If the price of the eraser is reduced by 25% , a person can buy 2 more erasers for a rupee. How many erasers are available for a rupee?
A.8
B.6
C.4
D.2

Answer 1

Hint: In this question, we have to find the number of erasers available for a rupee. Therefore, we can take it to be a variable x. Then, we can find the cost of each eraser in terms of x. Then, using the given information, we can construct algebraic equations and solve it to get the value of x which will be the required answer to this question.

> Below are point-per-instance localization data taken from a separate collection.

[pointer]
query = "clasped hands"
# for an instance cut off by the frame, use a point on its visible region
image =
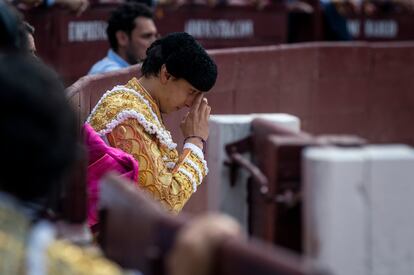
(195, 122)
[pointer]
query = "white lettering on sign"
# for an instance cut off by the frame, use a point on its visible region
(381, 28)
(353, 27)
(80, 31)
(220, 28)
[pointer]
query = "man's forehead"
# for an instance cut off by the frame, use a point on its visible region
(144, 24)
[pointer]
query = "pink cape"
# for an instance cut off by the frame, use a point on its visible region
(103, 159)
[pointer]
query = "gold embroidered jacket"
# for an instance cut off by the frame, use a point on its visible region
(130, 119)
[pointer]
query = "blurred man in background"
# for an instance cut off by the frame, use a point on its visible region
(131, 30)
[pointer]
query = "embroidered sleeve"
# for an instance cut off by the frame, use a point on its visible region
(169, 178)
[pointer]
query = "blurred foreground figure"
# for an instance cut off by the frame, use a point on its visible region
(39, 146)
(195, 246)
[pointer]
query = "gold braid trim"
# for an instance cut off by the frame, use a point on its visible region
(14, 227)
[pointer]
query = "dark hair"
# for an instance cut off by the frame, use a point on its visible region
(38, 130)
(123, 19)
(29, 28)
(12, 32)
(184, 58)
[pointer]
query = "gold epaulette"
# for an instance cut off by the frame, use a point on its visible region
(116, 104)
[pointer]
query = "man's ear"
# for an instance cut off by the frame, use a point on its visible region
(164, 74)
(122, 38)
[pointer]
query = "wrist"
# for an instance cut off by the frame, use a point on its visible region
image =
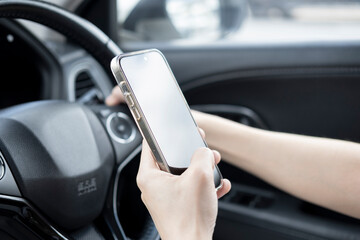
(190, 232)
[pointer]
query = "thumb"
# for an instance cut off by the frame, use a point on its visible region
(202, 163)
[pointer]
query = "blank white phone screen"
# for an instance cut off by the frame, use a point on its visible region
(164, 107)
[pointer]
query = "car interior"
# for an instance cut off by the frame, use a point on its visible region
(68, 162)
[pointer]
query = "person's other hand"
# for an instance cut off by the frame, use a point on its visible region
(185, 206)
(115, 97)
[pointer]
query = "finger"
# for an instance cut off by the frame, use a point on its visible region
(202, 133)
(202, 162)
(224, 189)
(147, 161)
(217, 156)
(115, 97)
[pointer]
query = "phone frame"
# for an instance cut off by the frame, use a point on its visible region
(141, 122)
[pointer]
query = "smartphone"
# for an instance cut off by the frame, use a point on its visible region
(159, 109)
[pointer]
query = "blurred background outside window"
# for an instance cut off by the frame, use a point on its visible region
(245, 21)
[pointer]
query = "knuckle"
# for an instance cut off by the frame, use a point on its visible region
(204, 175)
(141, 181)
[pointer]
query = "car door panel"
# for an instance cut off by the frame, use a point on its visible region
(309, 89)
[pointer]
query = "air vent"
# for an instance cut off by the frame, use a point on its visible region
(83, 84)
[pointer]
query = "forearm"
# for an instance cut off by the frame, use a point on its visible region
(323, 171)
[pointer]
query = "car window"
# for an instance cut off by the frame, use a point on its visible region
(248, 21)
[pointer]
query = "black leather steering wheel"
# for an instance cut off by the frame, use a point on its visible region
(81, 31)
(58, 152)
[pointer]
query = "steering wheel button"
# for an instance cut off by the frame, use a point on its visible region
(120, 127)
(2, 168)
(129, 100)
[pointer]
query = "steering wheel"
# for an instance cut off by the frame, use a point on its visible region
(58, 158)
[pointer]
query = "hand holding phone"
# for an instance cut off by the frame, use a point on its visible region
(159, 109)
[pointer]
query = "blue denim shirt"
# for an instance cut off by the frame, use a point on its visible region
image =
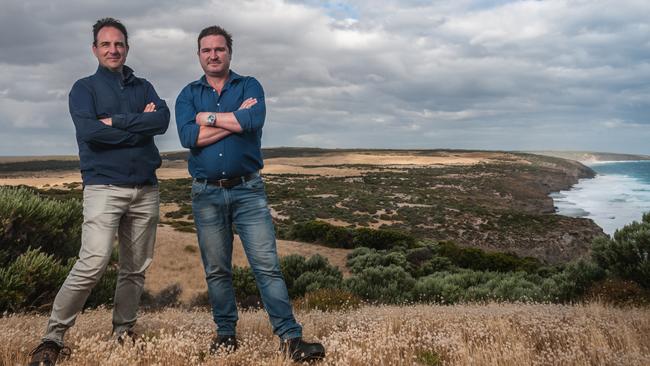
(124, 153)
(237, 154)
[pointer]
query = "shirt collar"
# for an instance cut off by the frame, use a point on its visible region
(126, 76)
(232, 76)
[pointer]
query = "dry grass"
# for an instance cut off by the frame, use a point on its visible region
(493, 334)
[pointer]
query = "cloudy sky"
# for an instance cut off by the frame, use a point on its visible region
(481, 74)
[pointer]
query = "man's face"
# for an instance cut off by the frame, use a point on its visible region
(111, 48)
(214, 56)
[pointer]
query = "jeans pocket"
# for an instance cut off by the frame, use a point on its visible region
(197, 189)
(256, 184)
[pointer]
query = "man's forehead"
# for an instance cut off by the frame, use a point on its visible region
(110, 34)
(213, 40)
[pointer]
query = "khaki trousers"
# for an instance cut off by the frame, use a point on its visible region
(132, 214)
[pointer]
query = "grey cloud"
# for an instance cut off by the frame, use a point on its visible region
(465, 74)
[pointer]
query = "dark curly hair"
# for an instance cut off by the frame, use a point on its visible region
(109, 22)
(215, 30)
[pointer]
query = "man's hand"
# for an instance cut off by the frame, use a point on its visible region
(202, 117)
(151, 107)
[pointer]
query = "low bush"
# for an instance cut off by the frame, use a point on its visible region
(29, 220)
(391, 285)
(363, 258)
(303, 275)
(619, 293)
(627, 254)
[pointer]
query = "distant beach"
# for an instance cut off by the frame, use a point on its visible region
(617, 196)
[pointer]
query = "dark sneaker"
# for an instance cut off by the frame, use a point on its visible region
(301, 351)
(46, 354)
(127, 337)
(226, 343)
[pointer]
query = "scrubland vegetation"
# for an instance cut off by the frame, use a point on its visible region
(417, 292)
(485, 334)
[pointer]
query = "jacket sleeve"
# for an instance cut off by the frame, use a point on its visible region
(188, 130)
(252, 119)
(147, 124)
(90, 129)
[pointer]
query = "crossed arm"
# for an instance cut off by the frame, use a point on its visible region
(129, 129)
(226, 124)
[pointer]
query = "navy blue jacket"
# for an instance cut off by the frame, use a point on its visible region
(124, 153)
(237, 154)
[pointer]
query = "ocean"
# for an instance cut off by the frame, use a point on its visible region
(618, 195)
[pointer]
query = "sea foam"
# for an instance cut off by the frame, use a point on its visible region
(613, 199)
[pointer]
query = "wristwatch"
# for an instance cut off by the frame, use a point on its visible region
(212, 119)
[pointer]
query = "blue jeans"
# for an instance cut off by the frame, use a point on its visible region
(215, 211)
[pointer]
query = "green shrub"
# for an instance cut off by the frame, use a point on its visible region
(328, 299)
(572, 283)
(363, 258)
(302, 275)
(31, 281)
(29, 220)
(619, 292)
(470, 286)
(390, 284)
(435, 264)
(244, 283)
(627, 254)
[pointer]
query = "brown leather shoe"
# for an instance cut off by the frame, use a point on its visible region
(226, 343)
(46, 354)
(127, 337)
(301, 351)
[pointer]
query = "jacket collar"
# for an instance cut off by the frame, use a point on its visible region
(232, 76)
(125, 77)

Complete step-by-step answer:
Let the number of erasers available for a rupee be x. Then,
Cost of each eraser $\times $ x = 1 Rupee
$\Rightarrow $ Cost of each eraser= Rupees $\dfrac{1}{x}$ ………………… (1.1)
Now, from (1.1), $25%$ of the price of an eraser will be
25% of the price of each eraser= 25% of $\dfrac{1}{x}$ = $\dfrac{25}{100}\times x=0.25x...................(1.2)$
Now, if the price of the eraser is reduced by 25%, then from (1.1) and (1.2), we obtain
New price of the eraser= $\dfrac{1}{x}-0.25\times \dfrac{1}{x}=\left( 1-0.25 \right)\dfrac{1}{x}=\dfrac{0.75}{x}.......................(1.3)$
It is given that the person can buy two more erasers when the price of each eraser is reduced by 25%, therefore, he can now buy x+2 erasers in 1 Rupee. Thus, using (1.3), we can write
Total cost of (x+2) erasers= 1 Rupee
$\begin{align}
  & \Rightarrow (x+2)\times \dfrac{0.75}{x}=1\text{ } \\
 & \Rightarrow 0.75x+2\times 0.75=x \\
 & \Rightarrow 2\times 0.75=\left( 1-0.75 \right)x \\
 & \Rightarrow 1.5=0.25x \\
 & \Rightarrow x=\dfrac{1.5}{0.25}=6 \\
\end{align}$
Therefore, we obtain the answer to be 6 which is the original number of erasers the person could buy with 1 Rupee. This matches option (b) and hence (b) is the correct answer to the given question.

Note: We should note that while solving the equations, we have converted each number into its decimal representation. However, we can also write the numbers in their fractional form, for example $0.25=\dfrac{1}{4}$ and solve the equations. The answer will remain the same in any of the two methods.